There are some potential clouds on the horizon. The musicians’ contract is up this fall, and while recent negotiations have been notably free of the rancor that has befallen other orchestras, the national American Federation of Musicians and Employers’ Pension Fund is seriously underfunded, which could lead the Los Angeles players to seek more help from the Philharmonic.

Mr. Dudamel’s contract runs through 2022; if he opts not to extend it, the orchestra would lose one of its most dependable audience draws. And in recent years, Mr. Dudamel has been put on the spot as he has tried to stay above the fray of Venezuelan politics, where the country’s increasingly unpopular leaders have been instrumental in supporting El Sistema. But the government’s violent repression of protests, in which a young Sistema musician was recently killed, led him to issue his strongest statement yet last month, telling the government: “Enough is enough.”

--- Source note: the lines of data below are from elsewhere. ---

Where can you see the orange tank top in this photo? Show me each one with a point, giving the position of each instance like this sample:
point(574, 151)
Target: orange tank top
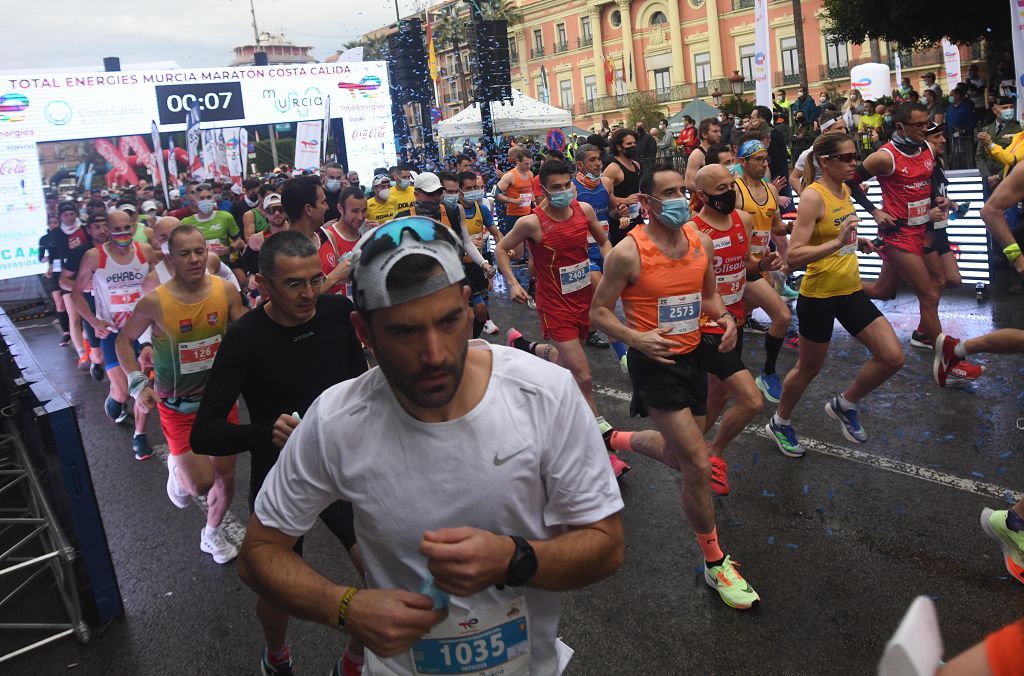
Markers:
point(668, 292)
point(520, 195)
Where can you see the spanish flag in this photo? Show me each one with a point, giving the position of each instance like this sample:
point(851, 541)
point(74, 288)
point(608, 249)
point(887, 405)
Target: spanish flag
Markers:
point(431, 54)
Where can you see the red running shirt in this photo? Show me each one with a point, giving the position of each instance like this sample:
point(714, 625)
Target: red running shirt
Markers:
point(561, 263)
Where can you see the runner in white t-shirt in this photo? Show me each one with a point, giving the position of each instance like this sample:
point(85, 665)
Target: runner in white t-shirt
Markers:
point(441, 506)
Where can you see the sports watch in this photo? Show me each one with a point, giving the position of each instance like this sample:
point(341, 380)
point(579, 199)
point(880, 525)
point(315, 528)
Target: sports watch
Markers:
point(522, 566)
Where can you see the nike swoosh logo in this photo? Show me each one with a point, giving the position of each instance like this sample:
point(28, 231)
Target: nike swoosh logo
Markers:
point(501, 461)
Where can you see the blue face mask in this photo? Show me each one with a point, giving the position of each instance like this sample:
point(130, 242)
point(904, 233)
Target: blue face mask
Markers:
point(560, 199)
point(675, 212)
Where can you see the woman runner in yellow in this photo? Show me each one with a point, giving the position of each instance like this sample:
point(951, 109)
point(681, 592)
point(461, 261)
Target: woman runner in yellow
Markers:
point(824, 241)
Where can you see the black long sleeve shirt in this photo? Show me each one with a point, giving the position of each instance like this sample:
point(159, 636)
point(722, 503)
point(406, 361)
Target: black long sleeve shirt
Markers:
point(278, 370)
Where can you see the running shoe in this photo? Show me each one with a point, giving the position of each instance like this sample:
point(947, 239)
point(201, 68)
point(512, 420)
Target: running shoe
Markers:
point(919, 339)
point(619, 466)
point(735, 591)
point(852, 428)
point(217, 546)
point(113, 409)
point(945, 357)
point(770, 385)
point(965, 371)
point(754, 326)
point(284, 669)
point(993, 522)
point(785, 438)
point(719, 476)
point(141, 447)
point(178, 497)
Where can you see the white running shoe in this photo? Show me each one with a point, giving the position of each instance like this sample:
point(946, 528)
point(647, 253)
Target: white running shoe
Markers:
point(217, 546)
point(179, 498)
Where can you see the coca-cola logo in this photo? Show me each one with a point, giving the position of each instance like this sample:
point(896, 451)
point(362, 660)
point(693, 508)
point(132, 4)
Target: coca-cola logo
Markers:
point(12, 166)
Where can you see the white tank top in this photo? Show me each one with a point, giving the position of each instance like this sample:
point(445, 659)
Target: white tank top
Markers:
point(118, 287)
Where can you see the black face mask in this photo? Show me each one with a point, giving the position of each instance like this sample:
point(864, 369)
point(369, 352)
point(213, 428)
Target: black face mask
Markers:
point(724, 203)
point(429, 209)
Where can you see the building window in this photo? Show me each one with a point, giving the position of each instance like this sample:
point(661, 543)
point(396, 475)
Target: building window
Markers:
point(663, 81)
point(701, 68)
point(836, 53)
point(747, 61)
point(565, 93)
point(788, 48)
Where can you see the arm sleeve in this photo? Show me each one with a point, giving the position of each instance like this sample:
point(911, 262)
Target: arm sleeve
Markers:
point(212, 434)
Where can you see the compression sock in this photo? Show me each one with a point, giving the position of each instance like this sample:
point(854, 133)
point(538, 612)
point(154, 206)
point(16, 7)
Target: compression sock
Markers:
point(709, 545)
point(621, 440)
point(773, 346)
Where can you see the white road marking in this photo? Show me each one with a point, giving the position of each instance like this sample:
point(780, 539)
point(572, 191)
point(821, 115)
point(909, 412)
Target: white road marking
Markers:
point(907, 469)
point(232, 531)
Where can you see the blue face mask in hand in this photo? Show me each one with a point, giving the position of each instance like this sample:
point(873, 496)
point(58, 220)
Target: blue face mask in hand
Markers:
point(560, 199)
point(675, 212)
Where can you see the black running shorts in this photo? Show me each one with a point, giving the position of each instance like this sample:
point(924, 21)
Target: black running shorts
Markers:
point(722, 365)
point(817, 315)
point(668, 387)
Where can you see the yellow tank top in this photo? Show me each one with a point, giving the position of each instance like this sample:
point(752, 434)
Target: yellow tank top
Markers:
point(838, 273)
point(764, 216)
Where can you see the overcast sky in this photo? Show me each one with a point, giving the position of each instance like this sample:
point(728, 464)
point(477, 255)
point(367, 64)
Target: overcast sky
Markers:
point(195, 33)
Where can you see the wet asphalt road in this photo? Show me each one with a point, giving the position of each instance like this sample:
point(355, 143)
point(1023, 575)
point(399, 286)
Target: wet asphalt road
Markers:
point(838, 543)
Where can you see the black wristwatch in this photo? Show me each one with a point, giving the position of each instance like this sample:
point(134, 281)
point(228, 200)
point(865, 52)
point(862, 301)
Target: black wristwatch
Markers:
point(522, 566)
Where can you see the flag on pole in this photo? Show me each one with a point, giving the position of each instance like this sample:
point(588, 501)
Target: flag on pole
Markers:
point(431, 54)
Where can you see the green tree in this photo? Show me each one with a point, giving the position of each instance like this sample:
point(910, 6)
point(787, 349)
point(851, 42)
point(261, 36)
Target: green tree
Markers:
point(916, 23)
point(643, 108)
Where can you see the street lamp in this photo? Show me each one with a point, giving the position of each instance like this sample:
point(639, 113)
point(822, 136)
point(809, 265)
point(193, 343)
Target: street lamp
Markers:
point(736, 83)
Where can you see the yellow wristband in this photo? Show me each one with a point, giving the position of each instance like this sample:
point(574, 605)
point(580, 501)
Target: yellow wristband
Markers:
point(343, 606)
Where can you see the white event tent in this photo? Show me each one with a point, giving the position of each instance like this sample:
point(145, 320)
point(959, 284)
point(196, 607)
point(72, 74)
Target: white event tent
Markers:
point(522, 116)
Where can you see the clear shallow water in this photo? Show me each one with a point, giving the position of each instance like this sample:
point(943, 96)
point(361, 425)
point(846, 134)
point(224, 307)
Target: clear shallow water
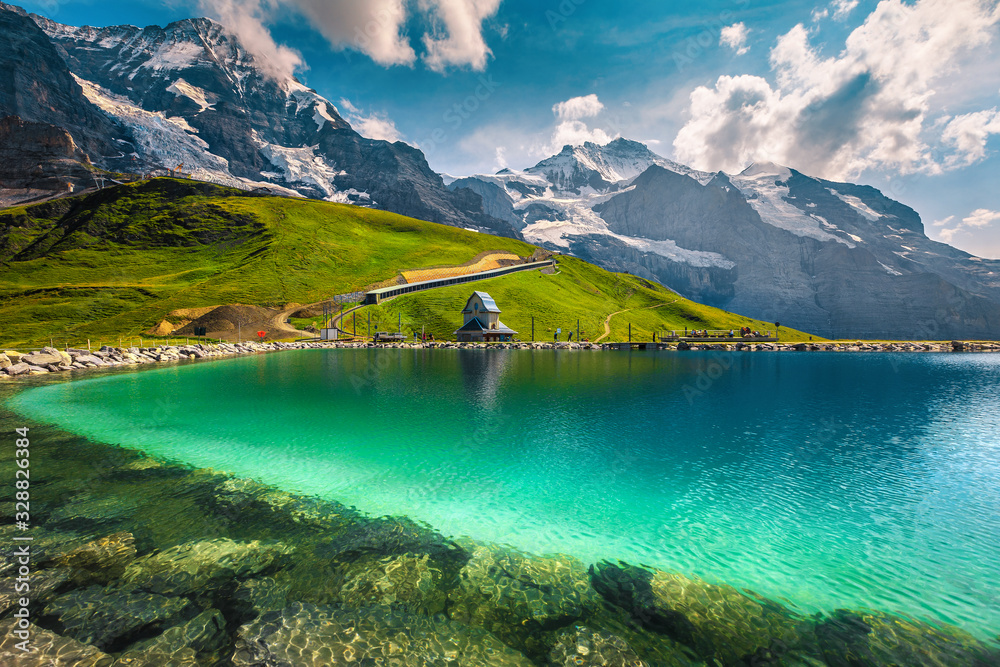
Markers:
point(823, 480)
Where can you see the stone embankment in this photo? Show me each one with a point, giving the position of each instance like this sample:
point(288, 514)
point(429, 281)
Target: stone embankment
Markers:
point(52, 360)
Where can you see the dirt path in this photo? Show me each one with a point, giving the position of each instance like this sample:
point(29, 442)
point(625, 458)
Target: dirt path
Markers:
point(607, 320)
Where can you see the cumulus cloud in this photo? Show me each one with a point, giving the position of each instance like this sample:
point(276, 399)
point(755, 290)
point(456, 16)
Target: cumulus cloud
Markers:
point(978, 219)
point(376, 28)
point(735, 37)
point(981, 217)
point(371, 125)
point(458, 38)
point(866, 107)
point(245, 19)
point(967, 134)
point(576, 108)
point(842, 8)
point(571, 130)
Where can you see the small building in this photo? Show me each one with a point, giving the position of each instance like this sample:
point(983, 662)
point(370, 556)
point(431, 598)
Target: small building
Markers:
point(482, 321)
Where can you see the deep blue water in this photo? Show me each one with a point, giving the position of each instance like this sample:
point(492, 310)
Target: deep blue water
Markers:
point(826, 480)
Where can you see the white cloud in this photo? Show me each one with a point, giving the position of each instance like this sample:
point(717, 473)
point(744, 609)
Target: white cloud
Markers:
point(967, 134)
point(867, 107)
point(571, 129)
point(841, 8)
point(978, 219)
point(373, 27)
point(981, 217)
point(376, 28)
point(576, 108)
point(245, 19)
point(735, 37)
point(371, 125)
point(458, 41)
point(574, 133)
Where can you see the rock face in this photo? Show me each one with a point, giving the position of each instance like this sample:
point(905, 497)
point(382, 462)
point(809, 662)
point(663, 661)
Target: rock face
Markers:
point(39, 157)
point(37, 86)
point(198, 567)
point(111, 619)
point(48, 650)
point(190, 94)
point(310, 636)
point(837, 259)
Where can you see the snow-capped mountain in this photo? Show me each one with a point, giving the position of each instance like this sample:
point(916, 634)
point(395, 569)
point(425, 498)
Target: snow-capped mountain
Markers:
point(190, 94)
point(834, 258)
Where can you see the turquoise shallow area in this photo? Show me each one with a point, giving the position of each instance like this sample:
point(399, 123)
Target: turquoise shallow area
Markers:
point(824, 480)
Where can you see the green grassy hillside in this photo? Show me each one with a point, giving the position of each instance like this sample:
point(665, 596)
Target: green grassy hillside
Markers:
point(114, 263)
point(579, 291)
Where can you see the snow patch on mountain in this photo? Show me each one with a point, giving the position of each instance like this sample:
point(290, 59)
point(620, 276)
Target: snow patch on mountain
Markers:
point(764, 186)
point(182, 88)
point(854, 202)
point(175, 55)
point(576, 220)
point(321, 115)
point(166, 140)
point(615, 162)
point(299, 165)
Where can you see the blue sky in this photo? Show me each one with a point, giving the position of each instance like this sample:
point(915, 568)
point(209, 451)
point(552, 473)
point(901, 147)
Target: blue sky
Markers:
point(899, 95)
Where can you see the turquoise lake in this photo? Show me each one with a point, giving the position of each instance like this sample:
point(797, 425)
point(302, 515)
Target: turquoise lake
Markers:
point(824, 480)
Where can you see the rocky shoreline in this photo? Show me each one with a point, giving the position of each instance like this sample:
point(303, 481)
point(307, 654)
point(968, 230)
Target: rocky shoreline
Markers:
point(14, 364)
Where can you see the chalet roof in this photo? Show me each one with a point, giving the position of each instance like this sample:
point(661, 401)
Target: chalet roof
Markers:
point(489, 305)
point(474, 325)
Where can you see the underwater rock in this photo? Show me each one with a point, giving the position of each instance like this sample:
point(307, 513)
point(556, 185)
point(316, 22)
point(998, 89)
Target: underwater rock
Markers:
point(718, 623)
point(45, 545)
point(582, 647)
point(245, 500)
point(180, 645)
point(732, 626)
point(630, 588)
point(863, 639)
point(519, 598)
point(47, 650)
point(44, 584)
point(110, 619)
point(100, 561)
point(97, 509)
point(310, 636)
point(204, 566)
point(405, 580)
point(256, 596)
point(394, 536)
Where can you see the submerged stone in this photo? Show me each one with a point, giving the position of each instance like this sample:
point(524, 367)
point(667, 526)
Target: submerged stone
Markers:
point(583, 647)
point(110, 619)
point(253, 597)
point(204, 566)
point(47, 650)
point(405, 580)
point(310, 636)
point(519, 598)
point(863, 639)
point(44, 587)
point(717, 623)
point(99, 561)
point(180, 645)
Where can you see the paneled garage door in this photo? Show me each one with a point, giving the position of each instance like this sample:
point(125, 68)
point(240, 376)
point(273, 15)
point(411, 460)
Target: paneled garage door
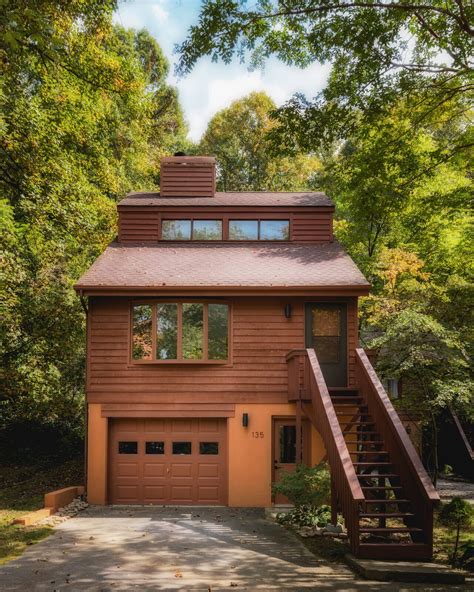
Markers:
point(168, 461)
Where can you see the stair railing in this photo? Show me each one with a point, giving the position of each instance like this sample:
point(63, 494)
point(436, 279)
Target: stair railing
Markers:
point(345, 483)
point(403, 455)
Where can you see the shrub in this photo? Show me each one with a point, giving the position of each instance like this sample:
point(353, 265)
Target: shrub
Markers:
point(306, 516)
point(307, 486)
point(457, 514)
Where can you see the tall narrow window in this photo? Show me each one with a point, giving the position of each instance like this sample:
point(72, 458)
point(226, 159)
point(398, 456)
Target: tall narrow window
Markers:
point(327, 333)
point(193, 321)
point(180, 332)
point(166, 331)
point(218, 331)
point(142, 332)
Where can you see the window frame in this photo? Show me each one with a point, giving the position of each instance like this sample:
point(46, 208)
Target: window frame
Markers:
point(180, 360)
point(191, 220)
point(225, 220)
point(259, 220)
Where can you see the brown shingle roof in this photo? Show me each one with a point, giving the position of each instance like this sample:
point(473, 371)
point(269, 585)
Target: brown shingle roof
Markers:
point(223, 266)
point(244, 198)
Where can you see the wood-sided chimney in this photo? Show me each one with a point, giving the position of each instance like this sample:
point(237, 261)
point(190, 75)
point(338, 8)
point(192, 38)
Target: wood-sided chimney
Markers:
point(188, 176)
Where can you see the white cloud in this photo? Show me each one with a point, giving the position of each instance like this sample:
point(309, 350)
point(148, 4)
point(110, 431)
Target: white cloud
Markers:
point(160, 12)
point(211, 86)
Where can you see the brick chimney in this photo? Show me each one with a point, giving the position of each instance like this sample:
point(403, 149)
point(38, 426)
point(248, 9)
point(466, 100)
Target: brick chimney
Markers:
point(188, 176)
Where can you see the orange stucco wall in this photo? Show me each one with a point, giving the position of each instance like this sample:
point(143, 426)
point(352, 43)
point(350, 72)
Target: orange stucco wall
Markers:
point(250, 457)
point(97, 456)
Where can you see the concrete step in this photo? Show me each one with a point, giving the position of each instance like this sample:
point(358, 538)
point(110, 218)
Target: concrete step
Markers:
point(406, 571)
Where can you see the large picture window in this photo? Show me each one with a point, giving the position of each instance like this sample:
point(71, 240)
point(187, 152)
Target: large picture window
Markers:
point(183, 332)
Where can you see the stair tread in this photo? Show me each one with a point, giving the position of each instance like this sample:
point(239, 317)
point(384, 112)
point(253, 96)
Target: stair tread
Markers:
point(386, 514)
point(372, 487)
point(387, 501)
point(389, 530)
point(347, 405)
point(378, 476)
point(354, 423)
point(373, 463)
point(368, 452)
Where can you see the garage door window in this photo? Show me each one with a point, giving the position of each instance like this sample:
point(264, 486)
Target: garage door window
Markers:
point(128, 447)
point(208, 447)
point(184, 332)
point(155, 448)
point(181, 447)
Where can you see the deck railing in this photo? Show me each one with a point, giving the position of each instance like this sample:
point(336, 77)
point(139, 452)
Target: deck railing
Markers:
point(403, 455)
point(306, 381)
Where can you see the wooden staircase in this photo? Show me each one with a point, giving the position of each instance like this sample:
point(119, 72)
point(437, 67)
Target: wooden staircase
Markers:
point(378, 482)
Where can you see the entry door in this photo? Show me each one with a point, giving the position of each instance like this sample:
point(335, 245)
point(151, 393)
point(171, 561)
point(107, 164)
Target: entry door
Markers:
point(284, 450)
point(326, 332)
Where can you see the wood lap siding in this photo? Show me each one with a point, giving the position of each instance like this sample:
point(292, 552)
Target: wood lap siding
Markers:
point(314, 227)
point(261, 338)
point(139, 224)
point(352, 339)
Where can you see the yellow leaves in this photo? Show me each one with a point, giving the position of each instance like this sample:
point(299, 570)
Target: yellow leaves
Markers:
point(397, 263)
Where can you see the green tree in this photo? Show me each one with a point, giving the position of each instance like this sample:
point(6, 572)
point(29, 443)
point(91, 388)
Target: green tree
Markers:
point(458, 513)
point(379, 52)
point(85, 115)
point(238, 137)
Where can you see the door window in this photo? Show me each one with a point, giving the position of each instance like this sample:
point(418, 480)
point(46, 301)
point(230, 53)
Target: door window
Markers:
point(326, 332)
point(181, 447)
point(287, 435)
point(128, 447)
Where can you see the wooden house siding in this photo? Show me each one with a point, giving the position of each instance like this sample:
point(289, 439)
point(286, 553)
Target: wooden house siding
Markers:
point(261, 337)
point(143, 224)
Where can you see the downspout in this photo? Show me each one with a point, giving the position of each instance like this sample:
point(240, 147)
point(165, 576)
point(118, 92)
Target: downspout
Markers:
point(86, 411)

Most pressing, though, is replacing Ms. Borda. The orchestra has two internal candidates seen as possible successors. Mr. Smith is one but said he was happy with his current artistically oriented responsibilities as they are now. “We’re the writer’s room,” he said of his team, using a suitably Hollywood-style television analogy, “not the showrunner.”

The other is Ms. Samuel, the acting president, who has been with the orchestra for 25 years and recently had the chance to lead it when Ms. Borda took a sabbatical at Harvard’s Kennedy School of Government. “It would be an honor to have that position,” she said in an interview.

The board has not decided whether to promote from within the respected team Ms. Borda built, or search elsewhere, said Mr. Rasulo, the chairman. “We all feel on the board we owe it to the organization to be comprehensive,” he said, “to not maybe jump at the obvious.”

Mr. Dudamel, for his part, said that while he was sad to see Ms. Borda go, he was confident that the Philharmonic would be able to build on her success; flux, he contended, had been a part of its makeup from the start.

“This orchestra’s tradition,” he said, “is the tradition of the new.”